Vice-presidente executivo de administração e finanças da T-Systems, provedora de tecnologia da informação do grupo Deutsche Telekom, o suíço Dominik Maurer, de 40 anos, vive no dia-a-dia as novas demandas do mercado. A subsidiária brasileira continua com o mesmo volume de negócios. O que mudou foi o pulso da matriz alemã quando se trata de aplicações financeiras. Ela agora prescreve uma lista de bancos nos quais a subsidiária pode fazer investimentos. “Tenho restrições a respeito, só posso aplicar dinheiro em bancos selecionados pela própria matriz. É uma relação de instituições seguras, que não vão quebrar”, revela Maurer. Com faturamento de R$ 300 milhões em 2007 e estimativa de crescimento de 12% para este ano, a T-Systems tem no controle do fluxo de caixa o foco atual da área financeira. “Mas não acho que esse executivo deve ficar apenas lendo os números em uma sala fechada, sem saber o que acontece lá fora”, opina Maurer. “Ele precisa ter uma visão global do mercado, conhecer os concorrentes e seus pontos fortes e fracos.” No cargo de CFO, ele supervisiona os setores jurídico, de RH, controladoria, qualidade, finanças, compras e segurança da informação.

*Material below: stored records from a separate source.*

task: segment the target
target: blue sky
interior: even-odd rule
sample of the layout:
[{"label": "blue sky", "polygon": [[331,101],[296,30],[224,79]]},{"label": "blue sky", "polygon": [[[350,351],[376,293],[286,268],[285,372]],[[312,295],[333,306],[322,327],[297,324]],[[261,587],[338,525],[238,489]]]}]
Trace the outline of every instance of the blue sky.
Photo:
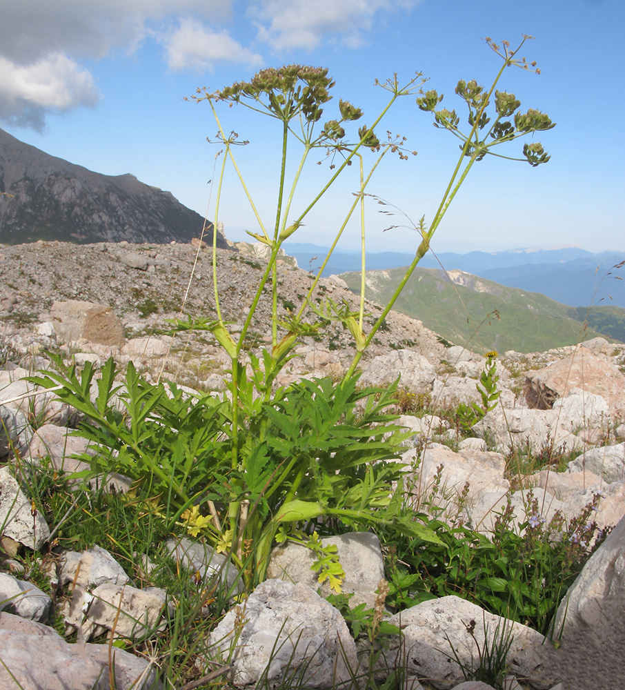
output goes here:
[{"label": "blue sky", "polygon": [[[535,108],[557,123],[539,138],[546,165],[492,157],[476,164],[433,242],[438,251],[496,251],[579,246],[625,250],[625,193],[621,132],[625,97],[625,29],[622,0],[29,0],[2,3],[0,126],[48,153],[107,175],[132,172],[170,190],[204,214],[218,147],[204,103],[183,97],[247,80],[268,66],[302,63],[328,67],[336,81],[324,119],[336,117],[339,98],[371,122],[386,94],[373,86],[397,72],[417,70],[427,88],[453,92],[459,79],[488,86],[499,59],[484,41],[515,46],[535,37],[523,55],[539,75],[509,69],[500,88],[516,94],[522,110]],[[268,118],[241,108],[220,110],[224,128],[250,144],[237,155],[264,217],[275,203],[280,132]],[[359,123],[359,124],[360,123]],[[385,160],[368,191],[414,220],[431,218],[455,163],[456,139],[435,129],[407,97],[388,113],[386,130],[408,137],[418,155]],[[522,144],[508,152],[520,153]],[[299,157],[295,149],[292,160]],[[318,188],[327,164],[312,165],[295,212]],[[292,241],[328,244],[357,188],[355,170],[307,219]],[[240,188],[227,174],[220,218],[226,236],[257,230]],[[213,197],[214,198],[214,197]],[[417,235],[384,233],[388,221],[370,203],[372,250],[410,251]],[[212,208],[209,216],[212,214]],[[401,222],[401,221],[399,221]],[[269,223],[270,224],[270,223]],[[355,248],[350,225],[341,246]]]}]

Outra informação fundamental para quem busca melhores colocações vem de Mantovani. Para ele, apesar da turbulência global, o mercado brasileiro de recrutamento não terá retração em 2009. “Um crescimento de 3% do PIB, como é esperado, continuará demandando contratações”, afirma. “Até agora, apenas dois bancos internacionais que iam se estabelecer no País pediram para aguardarmos três meses.” A própria Robert Half, empresa comandada por ele, é um exemplo de que a procura por talentos continuará intensa. A companhia de origem americana chegou ao Brasil em junho do ano passado e começou com cinco recrutadores. Hoje são 50 e a previsão para 2009 é de 100. “Um número crescente de companhias de médio e pequeno porte passou a usar nossos serviços, o que era incomum até então”, diz Mantovani. “Investimentos em infra-estrutura não podem parar, decisões já foram tomadas e há um gap de profissionais de média gerência, especialmente nas áreas de engenharia, e-commerce e TI.”